Immunotherapy of Relapsed and Refractory Solid Tumors With Ex Vivo Expanded Multi-Tumor Associated Antigen Specific Cytotoxic T Lymphocytes: A Phase I Study
Amy B Hont, C Russell Cruz, Robert Ulrey, Barbara O'Brien, Maja Stanojevic, Anushree Datar, Shuroug Albihani, Devin Saunders, Ryo Hanajiri, Karuna Panchapakesan, Sam Darko, Payal Banerjee, Maria Fernanda Fortiz, Fahmida Hoq, Haili Lang, Yunfei Wang, Patrick J Hanley, Jeffrey S Dome, Catherine M Bollard, Holly J Meany, Amy B Hont, C Russell Cruz, Robert Ulrey, Barbara O'Brien, Maja Stanojevic, Anushree Datar, Shuroug Albihani, Devin Saunders, Ryo Hanajiri, Karuna Panchapakesan, Sam Darko, Payal Banerjee, Maria Fernanda Fortiz, Fahmida Hoq, Haili Lang, Yunfei Wang, Patrick J Hanley, Jeffrey S Dome, Catherine M Bollard, Holly J Meany
Abstract
Purpose: Tumor-associated antigen cytotoxic T cells (TAA-Ts) represent a new, potentially effective and nontoxic therapeutic approach for patients with relapsed or refractory solid tumors. In this first-in-human trial, we investigated the safety of administering TAA-Ts that target Wilms tumor gene 1, preferentially expressed antigen of melanoma, and survivin to patients with relapsed/refractory solid tumors.

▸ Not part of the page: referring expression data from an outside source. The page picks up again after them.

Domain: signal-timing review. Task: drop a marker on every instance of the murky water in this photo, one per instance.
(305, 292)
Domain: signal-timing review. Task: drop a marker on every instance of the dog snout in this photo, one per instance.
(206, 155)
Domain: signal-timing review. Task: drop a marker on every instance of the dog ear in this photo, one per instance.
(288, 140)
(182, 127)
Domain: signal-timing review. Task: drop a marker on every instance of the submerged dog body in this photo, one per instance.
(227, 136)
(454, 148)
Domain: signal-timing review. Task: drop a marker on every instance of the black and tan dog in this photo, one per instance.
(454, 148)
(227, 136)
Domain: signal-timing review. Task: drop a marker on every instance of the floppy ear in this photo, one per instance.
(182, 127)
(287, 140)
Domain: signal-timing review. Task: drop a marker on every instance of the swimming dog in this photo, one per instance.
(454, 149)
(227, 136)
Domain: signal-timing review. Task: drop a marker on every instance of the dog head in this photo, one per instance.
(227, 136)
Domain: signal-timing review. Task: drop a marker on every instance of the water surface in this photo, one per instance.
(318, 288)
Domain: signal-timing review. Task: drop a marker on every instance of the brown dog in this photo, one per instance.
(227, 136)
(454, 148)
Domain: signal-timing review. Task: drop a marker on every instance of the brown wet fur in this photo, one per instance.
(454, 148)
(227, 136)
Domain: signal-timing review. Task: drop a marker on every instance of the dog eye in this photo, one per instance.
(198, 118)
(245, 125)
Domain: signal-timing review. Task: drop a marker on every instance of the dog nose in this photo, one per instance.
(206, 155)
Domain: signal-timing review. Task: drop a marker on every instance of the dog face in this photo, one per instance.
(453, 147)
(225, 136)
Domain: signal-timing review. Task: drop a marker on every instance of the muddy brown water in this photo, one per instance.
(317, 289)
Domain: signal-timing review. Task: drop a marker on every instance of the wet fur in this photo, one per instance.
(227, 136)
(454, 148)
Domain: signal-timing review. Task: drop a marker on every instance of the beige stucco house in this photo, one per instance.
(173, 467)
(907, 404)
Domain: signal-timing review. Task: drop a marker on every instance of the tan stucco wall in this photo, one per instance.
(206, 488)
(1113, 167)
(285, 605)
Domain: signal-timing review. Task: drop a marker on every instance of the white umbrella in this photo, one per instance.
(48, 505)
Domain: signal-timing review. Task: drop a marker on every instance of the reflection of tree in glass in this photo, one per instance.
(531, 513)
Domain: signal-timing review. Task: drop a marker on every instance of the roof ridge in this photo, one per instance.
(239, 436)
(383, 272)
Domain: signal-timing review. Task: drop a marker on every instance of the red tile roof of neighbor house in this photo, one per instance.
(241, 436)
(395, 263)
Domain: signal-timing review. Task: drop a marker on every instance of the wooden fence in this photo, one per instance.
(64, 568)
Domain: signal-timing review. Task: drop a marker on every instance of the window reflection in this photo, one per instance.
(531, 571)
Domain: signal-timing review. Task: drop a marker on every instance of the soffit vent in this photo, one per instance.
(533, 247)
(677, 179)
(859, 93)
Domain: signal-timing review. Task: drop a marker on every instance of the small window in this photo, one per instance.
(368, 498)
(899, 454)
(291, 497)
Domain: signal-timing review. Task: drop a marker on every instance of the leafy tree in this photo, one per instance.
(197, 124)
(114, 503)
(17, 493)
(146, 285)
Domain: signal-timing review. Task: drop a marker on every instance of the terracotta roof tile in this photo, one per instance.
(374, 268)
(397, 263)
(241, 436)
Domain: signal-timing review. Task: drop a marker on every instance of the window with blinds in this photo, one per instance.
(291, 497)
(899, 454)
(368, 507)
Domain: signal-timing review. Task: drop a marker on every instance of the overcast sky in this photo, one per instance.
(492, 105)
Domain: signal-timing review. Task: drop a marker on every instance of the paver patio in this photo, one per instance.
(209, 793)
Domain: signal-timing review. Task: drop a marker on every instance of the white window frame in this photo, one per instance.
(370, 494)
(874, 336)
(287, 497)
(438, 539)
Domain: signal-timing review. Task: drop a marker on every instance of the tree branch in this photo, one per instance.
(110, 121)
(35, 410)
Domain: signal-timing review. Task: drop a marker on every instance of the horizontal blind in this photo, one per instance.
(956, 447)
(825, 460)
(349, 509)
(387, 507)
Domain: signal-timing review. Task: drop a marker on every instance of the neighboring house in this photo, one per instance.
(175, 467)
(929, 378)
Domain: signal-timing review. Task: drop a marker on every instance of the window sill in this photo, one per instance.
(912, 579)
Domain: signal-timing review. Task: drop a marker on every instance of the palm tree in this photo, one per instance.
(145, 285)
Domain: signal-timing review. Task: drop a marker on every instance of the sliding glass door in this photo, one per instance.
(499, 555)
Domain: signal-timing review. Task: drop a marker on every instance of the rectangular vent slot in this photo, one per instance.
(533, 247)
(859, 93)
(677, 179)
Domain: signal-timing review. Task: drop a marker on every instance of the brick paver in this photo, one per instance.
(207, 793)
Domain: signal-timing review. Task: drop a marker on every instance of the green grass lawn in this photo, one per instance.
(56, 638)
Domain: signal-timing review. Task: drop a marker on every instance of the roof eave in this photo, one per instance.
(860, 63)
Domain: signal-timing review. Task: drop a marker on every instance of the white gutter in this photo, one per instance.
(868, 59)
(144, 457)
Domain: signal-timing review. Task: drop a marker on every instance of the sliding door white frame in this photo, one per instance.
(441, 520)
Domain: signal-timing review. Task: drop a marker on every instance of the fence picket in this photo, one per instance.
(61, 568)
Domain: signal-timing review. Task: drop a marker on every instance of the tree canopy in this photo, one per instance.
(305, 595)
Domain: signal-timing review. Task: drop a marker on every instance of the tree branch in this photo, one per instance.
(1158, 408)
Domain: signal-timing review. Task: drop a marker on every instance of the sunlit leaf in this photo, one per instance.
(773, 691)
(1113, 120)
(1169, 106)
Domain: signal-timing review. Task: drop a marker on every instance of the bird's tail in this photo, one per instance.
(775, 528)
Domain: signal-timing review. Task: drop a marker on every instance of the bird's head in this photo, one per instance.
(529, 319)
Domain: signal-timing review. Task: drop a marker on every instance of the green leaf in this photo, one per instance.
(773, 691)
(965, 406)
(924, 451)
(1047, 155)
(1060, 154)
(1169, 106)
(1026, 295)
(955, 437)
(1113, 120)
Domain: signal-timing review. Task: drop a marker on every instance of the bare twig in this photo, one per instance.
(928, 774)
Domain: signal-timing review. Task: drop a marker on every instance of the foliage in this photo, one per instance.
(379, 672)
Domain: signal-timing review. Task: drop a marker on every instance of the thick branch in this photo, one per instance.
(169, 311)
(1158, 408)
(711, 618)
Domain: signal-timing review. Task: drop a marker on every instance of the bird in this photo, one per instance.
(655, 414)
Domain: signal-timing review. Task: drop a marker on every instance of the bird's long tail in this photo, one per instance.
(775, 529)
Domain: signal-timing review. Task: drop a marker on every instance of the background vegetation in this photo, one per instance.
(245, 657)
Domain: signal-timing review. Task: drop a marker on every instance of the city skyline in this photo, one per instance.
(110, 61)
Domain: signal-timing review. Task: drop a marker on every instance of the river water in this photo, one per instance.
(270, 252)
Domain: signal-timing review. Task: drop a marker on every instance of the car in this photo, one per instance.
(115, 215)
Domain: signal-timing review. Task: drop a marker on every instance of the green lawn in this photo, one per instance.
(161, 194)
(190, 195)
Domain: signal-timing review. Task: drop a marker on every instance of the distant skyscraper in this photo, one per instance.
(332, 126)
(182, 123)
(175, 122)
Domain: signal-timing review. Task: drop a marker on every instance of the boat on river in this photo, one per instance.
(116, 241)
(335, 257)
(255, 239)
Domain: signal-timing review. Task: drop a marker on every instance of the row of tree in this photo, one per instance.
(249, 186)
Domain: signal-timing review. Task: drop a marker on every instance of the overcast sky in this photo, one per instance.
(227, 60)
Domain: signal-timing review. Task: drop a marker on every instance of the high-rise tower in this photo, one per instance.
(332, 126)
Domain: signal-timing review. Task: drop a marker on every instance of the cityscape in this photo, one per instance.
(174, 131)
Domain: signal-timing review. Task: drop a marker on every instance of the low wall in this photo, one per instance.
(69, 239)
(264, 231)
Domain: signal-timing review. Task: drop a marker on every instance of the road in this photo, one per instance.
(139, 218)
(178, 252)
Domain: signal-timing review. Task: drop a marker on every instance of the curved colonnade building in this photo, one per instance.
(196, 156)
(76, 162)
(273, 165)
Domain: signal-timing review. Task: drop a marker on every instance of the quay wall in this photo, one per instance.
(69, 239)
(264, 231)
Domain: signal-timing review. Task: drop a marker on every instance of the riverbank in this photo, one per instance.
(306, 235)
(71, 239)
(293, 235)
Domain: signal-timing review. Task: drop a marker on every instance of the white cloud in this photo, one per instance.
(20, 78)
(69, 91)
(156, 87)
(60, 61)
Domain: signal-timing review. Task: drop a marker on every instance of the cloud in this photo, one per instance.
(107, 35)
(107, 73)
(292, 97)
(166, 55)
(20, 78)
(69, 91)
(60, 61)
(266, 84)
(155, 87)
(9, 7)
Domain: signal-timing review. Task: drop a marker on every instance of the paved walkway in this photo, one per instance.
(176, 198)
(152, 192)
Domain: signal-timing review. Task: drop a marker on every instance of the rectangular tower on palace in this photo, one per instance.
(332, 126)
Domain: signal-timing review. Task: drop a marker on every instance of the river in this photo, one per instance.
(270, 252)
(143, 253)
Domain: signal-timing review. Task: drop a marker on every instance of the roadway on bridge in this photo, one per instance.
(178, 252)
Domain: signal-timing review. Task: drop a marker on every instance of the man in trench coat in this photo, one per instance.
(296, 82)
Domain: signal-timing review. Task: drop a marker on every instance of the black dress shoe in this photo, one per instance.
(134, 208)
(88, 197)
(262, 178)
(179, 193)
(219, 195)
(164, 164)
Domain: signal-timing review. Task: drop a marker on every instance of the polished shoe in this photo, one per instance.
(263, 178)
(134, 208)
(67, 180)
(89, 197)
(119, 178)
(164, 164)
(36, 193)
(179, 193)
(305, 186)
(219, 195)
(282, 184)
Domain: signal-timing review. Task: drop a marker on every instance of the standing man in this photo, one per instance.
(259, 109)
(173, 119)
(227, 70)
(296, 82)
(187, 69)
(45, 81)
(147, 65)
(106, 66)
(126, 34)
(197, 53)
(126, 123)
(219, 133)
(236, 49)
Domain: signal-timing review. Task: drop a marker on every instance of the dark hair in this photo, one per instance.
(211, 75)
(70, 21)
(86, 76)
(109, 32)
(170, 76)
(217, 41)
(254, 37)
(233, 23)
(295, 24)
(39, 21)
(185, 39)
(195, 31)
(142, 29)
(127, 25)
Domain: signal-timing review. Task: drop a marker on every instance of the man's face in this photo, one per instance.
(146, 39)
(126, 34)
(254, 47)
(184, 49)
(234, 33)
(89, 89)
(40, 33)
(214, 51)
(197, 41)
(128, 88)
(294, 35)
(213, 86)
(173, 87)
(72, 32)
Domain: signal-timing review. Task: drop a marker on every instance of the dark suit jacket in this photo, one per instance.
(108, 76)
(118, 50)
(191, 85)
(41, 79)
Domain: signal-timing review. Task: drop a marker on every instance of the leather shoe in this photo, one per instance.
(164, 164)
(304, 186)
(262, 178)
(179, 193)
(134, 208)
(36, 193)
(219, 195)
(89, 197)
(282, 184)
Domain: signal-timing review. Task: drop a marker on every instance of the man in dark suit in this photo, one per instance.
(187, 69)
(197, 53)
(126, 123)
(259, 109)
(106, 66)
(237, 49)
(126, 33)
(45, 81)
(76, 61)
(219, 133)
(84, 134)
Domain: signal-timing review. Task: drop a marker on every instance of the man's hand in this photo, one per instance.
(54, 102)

Materials and methods: TAA-T products were generated from autologous peripheral blood and infused over three dose levels: 1, 2, and 4 × 107 cells/m2. Patients were eligible for up to eight infusions administered 4 to 7 weeks apart. We assessed dose limiting toxicity during the first 45 days after infusion. Disease response was determined within the context of a phase I trial.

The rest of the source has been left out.